I wrote a poem–a thing which I don’t do often–and I didn’t write it because I wanted to sound profound, or I wanted to be a great writer. I wrote it because I wanted to think something through. I suppose that a lot of poetry happens like that, and because of that, a lot of it is about love and death and troubles. This would be no exception. I call it “None At All.”
*side note: my stanzas are separated by — because the paragraphs weren’t showing up when I pasted it.
Do you take the road least traveled?
The hipster would say yes.
Do you take the road more traveled?
Tradition would say yes.
Does a river yearn to climb a mountain?
We don’t really know,
And though they work with gravity,
I’d like to say, yes.
You see, I know the science,
The probability of it all.
But does that mean that I
Stick to the proven course?
I could follow the path
That lain out before me
But does it offer peace?
No. I know the answer now.
I must follow my instinct
My gut tells me,
That place that offers peace
Is on the path least completed.
Not just traveled.
Not just considered.
And like a camel through the eye of a needle
They get stuck
They endure Hades, not Heaven.
But I believe that I will make it,
She says as doubt enters her mind,
But I will try not to worry,
For what good can that do?
None at all.
Now, that was a rough draft; my thoughts are shown frankly on the page. You can see how my thoughts progressed as I wrote it. For reference, the poem is about pursuing a writing career. Do I become the cliched “struggling artist,” or do I pursue a knowingly profitable course?
Writing is proven to be therapeutic, and poetry is where some of the finest thought-processing can happen. I use it, and I’m sure many other people do, to sort of talk through things.
The thing is, many people don’t do this, and it works way better than I used to think. There is a reason people keep journals, and it’s not (always) so that people two-hundred years from now can sit back and read what we were doing. While that may be fascinating to historians in the future, it originated as a form of therapy.
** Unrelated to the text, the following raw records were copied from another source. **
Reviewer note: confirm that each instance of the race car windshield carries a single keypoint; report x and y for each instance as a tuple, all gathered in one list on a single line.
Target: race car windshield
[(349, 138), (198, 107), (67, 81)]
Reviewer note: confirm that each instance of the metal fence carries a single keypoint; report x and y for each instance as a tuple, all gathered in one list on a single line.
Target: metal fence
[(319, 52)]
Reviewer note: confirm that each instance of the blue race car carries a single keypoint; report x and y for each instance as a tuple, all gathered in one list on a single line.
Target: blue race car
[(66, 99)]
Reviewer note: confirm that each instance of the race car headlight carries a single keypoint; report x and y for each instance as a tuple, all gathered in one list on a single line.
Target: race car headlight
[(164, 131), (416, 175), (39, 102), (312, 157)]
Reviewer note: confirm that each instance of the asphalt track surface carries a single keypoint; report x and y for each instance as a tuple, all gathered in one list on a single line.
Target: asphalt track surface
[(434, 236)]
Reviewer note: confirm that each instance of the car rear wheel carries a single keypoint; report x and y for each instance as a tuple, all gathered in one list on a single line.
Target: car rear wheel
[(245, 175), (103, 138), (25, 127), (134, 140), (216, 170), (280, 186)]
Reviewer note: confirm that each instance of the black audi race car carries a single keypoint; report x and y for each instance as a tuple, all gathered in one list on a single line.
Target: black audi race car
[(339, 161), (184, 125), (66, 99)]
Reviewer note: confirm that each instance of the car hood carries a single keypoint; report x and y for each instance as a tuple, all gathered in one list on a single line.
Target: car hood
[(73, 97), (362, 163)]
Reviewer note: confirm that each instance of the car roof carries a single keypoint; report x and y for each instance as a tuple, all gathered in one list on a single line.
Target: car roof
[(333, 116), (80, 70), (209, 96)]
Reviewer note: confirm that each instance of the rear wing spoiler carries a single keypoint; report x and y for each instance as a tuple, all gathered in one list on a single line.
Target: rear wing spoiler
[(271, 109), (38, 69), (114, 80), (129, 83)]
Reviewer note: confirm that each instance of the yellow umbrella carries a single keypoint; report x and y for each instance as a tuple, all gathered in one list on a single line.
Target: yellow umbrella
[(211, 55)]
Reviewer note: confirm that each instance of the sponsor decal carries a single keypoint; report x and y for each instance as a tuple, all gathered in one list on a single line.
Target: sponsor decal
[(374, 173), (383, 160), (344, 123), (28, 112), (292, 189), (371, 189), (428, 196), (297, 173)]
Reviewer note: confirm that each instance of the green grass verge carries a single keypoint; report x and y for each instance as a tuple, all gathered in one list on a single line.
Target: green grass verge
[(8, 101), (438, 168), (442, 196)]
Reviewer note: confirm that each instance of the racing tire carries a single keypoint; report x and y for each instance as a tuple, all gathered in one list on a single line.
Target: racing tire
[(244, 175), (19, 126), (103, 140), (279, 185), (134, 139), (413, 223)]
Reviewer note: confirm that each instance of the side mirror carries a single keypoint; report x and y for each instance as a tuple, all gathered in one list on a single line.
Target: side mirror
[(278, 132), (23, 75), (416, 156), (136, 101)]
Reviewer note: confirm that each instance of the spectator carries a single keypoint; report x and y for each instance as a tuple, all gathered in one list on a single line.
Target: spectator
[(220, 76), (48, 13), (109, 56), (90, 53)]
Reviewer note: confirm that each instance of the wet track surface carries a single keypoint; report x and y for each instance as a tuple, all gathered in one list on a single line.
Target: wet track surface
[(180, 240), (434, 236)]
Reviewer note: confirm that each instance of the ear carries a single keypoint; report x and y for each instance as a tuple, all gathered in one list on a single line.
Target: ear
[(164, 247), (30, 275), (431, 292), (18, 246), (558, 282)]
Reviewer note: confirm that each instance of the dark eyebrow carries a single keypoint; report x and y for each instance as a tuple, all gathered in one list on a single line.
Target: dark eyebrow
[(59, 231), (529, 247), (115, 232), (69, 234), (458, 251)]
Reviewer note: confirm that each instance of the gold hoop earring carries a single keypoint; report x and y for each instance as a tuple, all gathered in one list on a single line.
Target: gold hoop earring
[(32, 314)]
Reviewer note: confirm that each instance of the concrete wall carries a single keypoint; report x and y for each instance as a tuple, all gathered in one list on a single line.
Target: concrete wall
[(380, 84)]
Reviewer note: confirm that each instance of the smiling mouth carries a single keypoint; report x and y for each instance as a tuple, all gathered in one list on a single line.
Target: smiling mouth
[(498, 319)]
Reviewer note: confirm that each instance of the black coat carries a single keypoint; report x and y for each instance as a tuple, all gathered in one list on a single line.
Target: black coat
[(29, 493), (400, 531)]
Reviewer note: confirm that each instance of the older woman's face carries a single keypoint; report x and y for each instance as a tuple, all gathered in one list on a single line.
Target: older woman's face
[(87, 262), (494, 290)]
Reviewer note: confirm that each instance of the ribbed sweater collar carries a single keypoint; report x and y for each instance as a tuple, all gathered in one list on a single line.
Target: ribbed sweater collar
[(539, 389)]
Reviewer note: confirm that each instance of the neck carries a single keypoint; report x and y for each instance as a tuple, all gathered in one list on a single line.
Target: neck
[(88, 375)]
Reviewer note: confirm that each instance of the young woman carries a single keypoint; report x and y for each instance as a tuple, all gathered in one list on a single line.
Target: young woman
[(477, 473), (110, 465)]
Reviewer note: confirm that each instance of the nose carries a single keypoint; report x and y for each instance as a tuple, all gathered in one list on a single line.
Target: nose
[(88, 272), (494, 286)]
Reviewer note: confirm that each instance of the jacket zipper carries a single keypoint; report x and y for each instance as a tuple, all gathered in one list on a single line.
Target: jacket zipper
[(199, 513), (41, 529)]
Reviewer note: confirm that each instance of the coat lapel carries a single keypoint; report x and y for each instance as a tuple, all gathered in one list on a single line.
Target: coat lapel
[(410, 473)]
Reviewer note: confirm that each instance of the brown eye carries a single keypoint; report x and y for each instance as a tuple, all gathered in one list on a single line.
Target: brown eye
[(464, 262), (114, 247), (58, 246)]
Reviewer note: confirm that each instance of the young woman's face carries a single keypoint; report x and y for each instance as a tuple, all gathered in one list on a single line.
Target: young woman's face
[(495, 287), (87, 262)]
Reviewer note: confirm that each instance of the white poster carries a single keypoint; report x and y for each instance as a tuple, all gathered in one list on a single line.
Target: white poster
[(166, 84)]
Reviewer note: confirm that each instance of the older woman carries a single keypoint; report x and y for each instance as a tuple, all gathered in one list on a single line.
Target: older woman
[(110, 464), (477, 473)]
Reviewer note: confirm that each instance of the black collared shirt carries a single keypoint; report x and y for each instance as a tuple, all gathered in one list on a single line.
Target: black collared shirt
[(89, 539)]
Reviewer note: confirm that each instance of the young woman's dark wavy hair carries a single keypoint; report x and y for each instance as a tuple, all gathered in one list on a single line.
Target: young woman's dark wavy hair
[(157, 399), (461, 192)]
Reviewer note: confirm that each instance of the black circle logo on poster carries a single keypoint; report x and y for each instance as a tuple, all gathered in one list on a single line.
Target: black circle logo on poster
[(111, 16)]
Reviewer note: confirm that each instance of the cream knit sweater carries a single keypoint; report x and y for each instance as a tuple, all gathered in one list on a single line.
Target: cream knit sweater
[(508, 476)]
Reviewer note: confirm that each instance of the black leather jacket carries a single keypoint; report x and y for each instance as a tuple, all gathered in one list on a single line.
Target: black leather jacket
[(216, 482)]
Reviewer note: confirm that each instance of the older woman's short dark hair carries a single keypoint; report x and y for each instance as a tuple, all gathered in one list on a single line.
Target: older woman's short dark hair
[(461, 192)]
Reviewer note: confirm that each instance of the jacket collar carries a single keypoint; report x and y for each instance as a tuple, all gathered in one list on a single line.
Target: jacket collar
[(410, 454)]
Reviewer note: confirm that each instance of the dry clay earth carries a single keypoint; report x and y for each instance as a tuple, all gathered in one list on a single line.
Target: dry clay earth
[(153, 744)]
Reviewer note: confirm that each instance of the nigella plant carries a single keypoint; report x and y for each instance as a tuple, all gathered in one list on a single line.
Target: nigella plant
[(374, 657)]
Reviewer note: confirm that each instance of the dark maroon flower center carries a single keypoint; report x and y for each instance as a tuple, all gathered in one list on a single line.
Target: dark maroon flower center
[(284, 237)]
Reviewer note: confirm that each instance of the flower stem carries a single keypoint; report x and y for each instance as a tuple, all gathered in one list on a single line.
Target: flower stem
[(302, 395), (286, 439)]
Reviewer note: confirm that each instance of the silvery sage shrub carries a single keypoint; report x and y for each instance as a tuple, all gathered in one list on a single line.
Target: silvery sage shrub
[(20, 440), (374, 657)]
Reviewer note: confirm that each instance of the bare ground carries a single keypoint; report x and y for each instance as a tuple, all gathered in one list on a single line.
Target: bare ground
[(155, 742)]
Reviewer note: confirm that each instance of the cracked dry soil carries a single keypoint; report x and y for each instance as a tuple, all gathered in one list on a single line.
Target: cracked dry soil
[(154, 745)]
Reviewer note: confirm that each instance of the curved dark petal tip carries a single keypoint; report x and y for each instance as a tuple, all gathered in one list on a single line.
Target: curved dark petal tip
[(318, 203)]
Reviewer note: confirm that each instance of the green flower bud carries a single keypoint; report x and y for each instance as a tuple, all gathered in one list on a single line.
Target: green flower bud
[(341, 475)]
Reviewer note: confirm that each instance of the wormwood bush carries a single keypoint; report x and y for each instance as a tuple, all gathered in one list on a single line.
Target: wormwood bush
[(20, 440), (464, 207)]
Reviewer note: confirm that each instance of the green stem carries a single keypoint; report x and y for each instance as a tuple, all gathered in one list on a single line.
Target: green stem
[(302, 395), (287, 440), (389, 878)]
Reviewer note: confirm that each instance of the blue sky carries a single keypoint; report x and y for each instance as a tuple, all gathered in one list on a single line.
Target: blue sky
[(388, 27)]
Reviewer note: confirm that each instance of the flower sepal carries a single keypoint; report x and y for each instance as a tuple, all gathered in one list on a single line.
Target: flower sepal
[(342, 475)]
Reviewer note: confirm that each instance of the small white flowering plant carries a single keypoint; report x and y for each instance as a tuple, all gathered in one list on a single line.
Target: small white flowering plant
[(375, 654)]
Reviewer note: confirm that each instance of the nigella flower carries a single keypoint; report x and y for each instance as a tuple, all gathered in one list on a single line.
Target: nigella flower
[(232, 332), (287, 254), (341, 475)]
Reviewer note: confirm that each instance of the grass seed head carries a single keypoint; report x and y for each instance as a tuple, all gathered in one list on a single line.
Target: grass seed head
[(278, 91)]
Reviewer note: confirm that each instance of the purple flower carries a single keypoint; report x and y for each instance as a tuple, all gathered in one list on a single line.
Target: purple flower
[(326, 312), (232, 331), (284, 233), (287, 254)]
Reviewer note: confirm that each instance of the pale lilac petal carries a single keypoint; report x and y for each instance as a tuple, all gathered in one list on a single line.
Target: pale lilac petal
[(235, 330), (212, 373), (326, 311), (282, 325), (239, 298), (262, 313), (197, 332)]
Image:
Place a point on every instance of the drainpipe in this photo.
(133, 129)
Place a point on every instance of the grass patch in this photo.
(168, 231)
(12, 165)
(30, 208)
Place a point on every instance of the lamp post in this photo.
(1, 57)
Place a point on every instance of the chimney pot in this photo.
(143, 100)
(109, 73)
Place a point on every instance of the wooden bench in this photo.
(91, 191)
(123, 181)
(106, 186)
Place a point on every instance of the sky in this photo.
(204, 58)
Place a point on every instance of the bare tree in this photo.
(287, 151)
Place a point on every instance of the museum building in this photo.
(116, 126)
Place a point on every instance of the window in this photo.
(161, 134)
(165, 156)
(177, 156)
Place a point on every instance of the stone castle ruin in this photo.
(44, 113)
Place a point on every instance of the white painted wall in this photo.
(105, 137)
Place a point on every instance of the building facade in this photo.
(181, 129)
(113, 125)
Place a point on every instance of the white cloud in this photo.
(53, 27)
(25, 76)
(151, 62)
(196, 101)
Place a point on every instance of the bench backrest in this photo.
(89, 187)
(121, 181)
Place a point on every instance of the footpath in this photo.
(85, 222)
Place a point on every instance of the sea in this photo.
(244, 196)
In essence, more people should consider writing. You don’t have to share it; you just have to do it, and you’d be surprised how great it can make you feel when there is no pressure for it to sound a certain way, or to make a grade, or satisfy anybody but yourself. That is how I started writing, and soon, I was fine writing for others. It’s a process, just like anything, and I am thankful for the person it made me.